The Plain Janes by Cecil Castellucci and Jim Rugg
Publisher: DC Comics, 2007
Genre: Art, Realism
Format: Hardcover, Graphic Novel
Source: Public Library
After her family moves to the suburbs following a terrifying and life-changing incident in their city home, Jane struggles to figure out exactly where she belongs. As she continues to struggle with the repercussions of her life in the city, meets a boy who seems different than the others, and faces conflict with her parents, she meets three other girls who seem to have nothing in common except they’re all named Jane. The four Janes come together to create a secret club called P.L.A.I.N. (People Loving Art in Neighborhoods) and start to develop a close friendship. But even with the support of the group and their positive messages, things are not as easy as the girls expect.
I first read this book when I was in high school and remember loving it for the way art is depicted.
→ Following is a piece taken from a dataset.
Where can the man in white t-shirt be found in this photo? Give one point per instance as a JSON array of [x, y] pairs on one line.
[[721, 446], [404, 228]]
In this book, art is not dependent on training or limited to a definition of “real” or “fine art.” In this book, art is an opportunity for social critique and for positive messages. I’ve loved different kinds of art since I was very young, but I was interested in this depiction of art as something public and shared. It was this book that sparked my interest in street art and “use-able” art – which you’ll see are common themes among many of the YA titles I’m sharing this month.
This book does deal with some pretty serious issues, including the instigating incident that sparks Jane’s move to the suburbs. Although there’s not a lot of explanation or details, Jane slowly reveals that she was present at a bombing in the city and helped save a young man. He didn’t have any identification with him and remains in a coma after the bombing. Jane feels connected to him through their shared experiences and continues trying to help him throughout the novel.
For more information:
Cecil Castellucci’s official website
Jim Rugg’s official website
***** 5/5 stars
A surprisingly seriously graphic novel about four girls named Jane who use art to challenge and change their neighborhood.